RESTRICTED = "restricted" # PII, financial, health
class DataProtectionPolicy:
def __init__(self):
self.classification_rules = []
self.handling_rules = {}
def classify_data(self, data: str, context: dict) -> DataClassification:
"""Automatically classify data based on content patterns."""
patterns = {
DataClassification.RESTRICTED: [
r'\b\d{3}-\d{2}-\d{4}\b', # SSN
r'\b\d{16}\b', # Credit card
r'\b[A-Z]{2}\d{6,9}\b', # Passport
r'diagnosis|prescription|patient', # Health
],
DataClassification.CONFIDENTIAL: [
r'salary|compensation|bonus',
r'api[_-]?key|password|secret',
r'confidential|internal only',
],
DataClassification.INTERNAL: [
r'@company\.com',
r'internal|draft|not for distribution',
]
}
for classification, pattern_list in patterns.items():
if any(re.search(p, data, re.I) for p in pattern_list):
return classification
return DataClassification.PUBLIC
def apply_protection(self, data: str, classification: DataClassification,
operation: str) -> str:
"""Apply appropriate protection based on classification."""
handlers = {
DataClassification.RESTRICTED: {
"include_in_context": self._redact_fully,
"log": self._redact_fully,
"output": self._redact_fully,
},
DataClassification.CONFIDENTIAL: {
"include_in_context": self._mask_partially,
"log": self._redact_fully,
"output": self._mask_partially,
},
DataClassification.INTERNAL: {
"include_in_context": lambda x: x,
"log": self._mask_partially,
"output": lambda x: x,
},
}
handler = handlers.get(classification, {}).get(operation, lambda x: x)
return handler(data)
def _redact_fully(self, data: str) -> str:
return "[REDACTED]"
def _mask_partially(self, data: str) -> str:
if len(data) <= 4:
return "****"
return data[:2] + "*" * (len(data) - 4) + data[-2:]
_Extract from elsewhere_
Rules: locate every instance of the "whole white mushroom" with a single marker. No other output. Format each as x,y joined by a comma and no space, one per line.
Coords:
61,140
# Usage in agent context building
class SecureContextBuilder:
def __init__(self, policy: DataProtectionPolicy):
self.policy = policy
def build_context(self, documents: List[str], max_tokens: int = 4000) -> str:
protected_docs = []
for doc in documents:
classification = self.policy.classify_data(doc, {})
protected = self.policy.apply_protection(
doc, classification, "include_in_context"
)
protected_docs.append(protected)
# Combine and truncate
context = "\n---\n".join(protected_docs)
return context[:max_tokens * 4] # Rough char estimate
Do's and Don'ts¶
Do:
- Apply least privilege to all agent tools and permissions.
- Validate and sanitize all external inputs (user messages, documents, API responses).
- Implement human-in-the-loop for high-risk actions.
- Isolate memory and context between users/sessions.
- Monitor agent behavior and set up anomaly detection.
- Use structured outputs with schema validation.
- Sign and verify inter-agent communications.
- Classify data and apply appropriate protections.
Don't:
- Give agents unrestricted tool access or wildcard permissions.
- Trust content from external sources (websites, emails, documents).
- Allow agents to execute arbitrary code without sandboxing.
- Store sensitive data in agent memory without encryption/redaction.
- Let agents make high-impact decisions without human oversight.
- Ignore cost controls (unbounded loops can cause DoW).
- Pass unsanitized data between agents in multi-agent systems.
- Log sensitive data (PII, credentials) in plain text.